Dieses Vorbringen reicht für eine Individualvereinbarung i. S. d. § 1 Abs. 2 AGBG nicht aus. Von einem Aushandeln
in diesem Sinn kann nur gesprochen werden, wenn der Verwender den in seinen Allgemeinen Geschäftsbedingungen
enthaltenen gesetzesfremden Kerngehalt inhaltlich ernsthaft zur Disposition stellt und dem Vertragspartner
Gestaltungsfreiheit zur Wahrung eigener Interessen mit der realen Möglichkeit einräumt, die inhaltliche Gestaltung
der Vertragsbedingungen zu beeinflussen (BGH, NJW 2002, 2388). Deshalb genügt für die Feststellung, die Klauseln
seien „ausgehandelt“ nicht, dass der Inhalt lediglich erörtert wurde und den Vorstellungen des Vertragspartners
entsprach (Werner/Pastor, Der Bauprozess, 9. Aufl., Rn. 2151 mit Nachw.).

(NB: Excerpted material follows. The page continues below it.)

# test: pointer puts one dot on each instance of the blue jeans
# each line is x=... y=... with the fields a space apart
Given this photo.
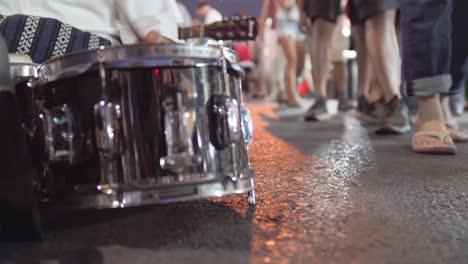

b) Nach der Rechtsprechung des Bundesgerichtshofs benachteiligt eine Bestimmung in Allgemeinen
Geschäftsbedingungen eines Bauvertrags, wonach der Besteller nach Abnahme des Bauwerks 5 % der
Auftragssumme für die Dauer der Gewährleistungsfrist als Sicherheit einbehalten darf, den Auftragnehmer entgegen
den Geboten von Treu und Glauben unangemessen. Sie ist nur wirksam, wenn dem Auftragnehmer ein
angemessener Ausgleich zugestanden wird. Das ihm eingeräumte Recht, den Einbehalt durch eine Bürgschaft auf
erstes Anfordern abzu
lösen, stellt keinen angemessenen Ausgleich dar (BGH, NJW 2001, 1857, 1858; NJW 2002, 894).
So ist es hier im Hinblick auf § 7 Ziff. 8 des Bauvertrags.
c) Der Verstoß gegen § 9 AGB führt dazu, dass die Klausel insgesamt unwirksam ist und der Beklagten ein
Anspruch aus § 812 Abs. 1 Satz 1 BGB auf Rückgewähr der Bürgschaftsurkunde zusteht. Die Bestimmung kann
nicht mit der Maßgabe aufrecht erhalten werden, dass der Auftragnehmer den Sicherheitseinbehalt durch Beibringen
einer einfachen Bürgschaft ablösen darf (BGH, NJW 2001, 1857, 1858; NJW 2002, 894).
d) Dem steht das Urteil des BGH vom 4. Juli 2002 (NJW 2002, 3098) nicht entgegen.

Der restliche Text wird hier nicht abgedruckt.